Iceland has announced that 155 fin whales and 29 minke whales were killed in its hunting season this year, in defiance of calls to end the practice.
The figures, provided by the ministry of agriculture and fisheries yesterday, were within the government's 2015 hunting quotas of 171 fin whales, the second largest animal after blue whales, and 275 of the smaller minke whales.
Iceland and Norway are the only nations that openly defy the International Whaling Commission's 1986 ban on hunting whales.
Japan has used a legal loophole in the ban that allows it to continue hunting the animals in order to gather scientific data, but it has never made a secret of the fact that the whale meat from these hunts often ends up on dining tables.
Iceland's continued whaling has drawn criticism from several other countries as well as from environmental and animal groups.
Last year, the United States threatened Iceland with economic sanctions.
In June, campaign group Avaaz launched an online petition calling on Iceland to stop whaling that attracted more than a million signatures - three times the country's population.

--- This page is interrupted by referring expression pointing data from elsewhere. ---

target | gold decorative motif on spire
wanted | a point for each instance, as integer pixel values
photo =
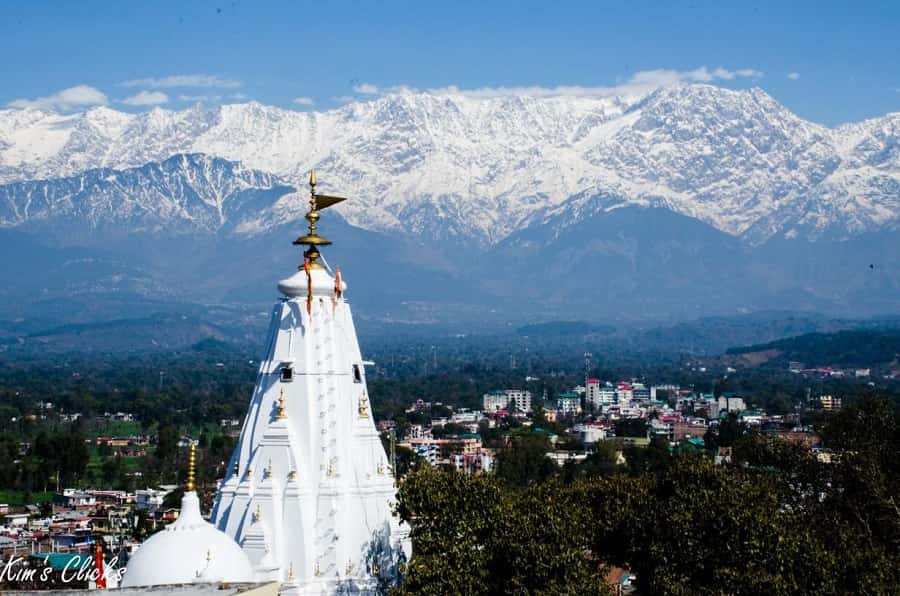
(363, 406)
(312, 239)
(192, 460)
(282, 413)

The demand for whale meat is down in Iceland as well as in Japan, which remains Iceland's main export market for the product.
Icelandic whalers caught 137 fin whales and 24 minkes in 2014, according to the Whale and Dolphin Conservation group.
According to Icelandic media, the Icelandic whaling body Hvalur continues the hunt as a matter of principle, despite millions of euros of losses incurred each year.
It subsidises the industry thanks to its involvement in other fisheries activities.